Thursday, 29 January 2015

Romans 12: 1-18 - a celebration


On Saturday I will be in Tavistock, at a service to celebrate the new roof: they chose Romans 12 1-18 as the text - and perhaps I got a bit carried away with the idea of celebration...

Today is undoubtedly a day of celebration.
And if, like me, you are a fan of a certain hit Saturday night BBC show that reaches its final at Christmas each year, then you will (strictly) associate celebration with dancing!

I like to think St Paul would have agreed with me – because he certainly advocates some dance theology in his letter to the Romans.

Don’t you just love reading someone else’s letters?
Paul is writing to the church in Rome, because he is planning to come and visit them. He begins with his usual giving thanks to God for the church, sending greetings to people he knows, and then he starts addressing what seems to be some trouble that has arisen for the Roman church. It seems there’s a problem with followers of Christ with a Jewish

background, and others with a non-Jewish, Gentile background. Paul tries to show the relationship between the Jewish law, and the new way of following Jesus, which doesn’t have to follow all the old laws.

So I don’t think Paul would have much truck with the current waves of anti-Semitism being seen in our world. He is at pains to underline the fact that God hasn’t finished with the law and the prophets and all the promises given to the people of Israel, but that in Jesus Christ, God has spoken even more directly to his people, grounding the laws of Moses in the example of the life of Jesus Christ, which shows us in the flesh what God’s love looks and sounds and acts like.

You’re looking puzzled – where’s the dance?
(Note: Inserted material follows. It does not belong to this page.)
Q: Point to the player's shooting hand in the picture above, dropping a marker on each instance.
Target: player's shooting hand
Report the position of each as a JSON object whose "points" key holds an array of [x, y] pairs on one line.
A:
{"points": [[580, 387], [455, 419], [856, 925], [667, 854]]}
I think it’s the conga – the unbroken chain of God’s love to all people.
 Beginning at creation, stretching to the people of the Hebrew Scriptures, those who follow the law, to the prophets and all those who through the years have tried to keep God’s commandments – an unbroken chain through Jesus to his followers in first century Palestine, and Rome, and eventually across the world and down the centuries to us. But watch out – if you’re at the back of a conga chain it can be a pretty hairy ride !
Things speed up as you get further down the chain – it’s easy to get a bit lost, a but thrown about, because everything seems to change so quickly.

So even in this newly refurbished building, remember to hold in tightly to the best of what’s gone before, but also be ready to move your feet. Enjoy the conga.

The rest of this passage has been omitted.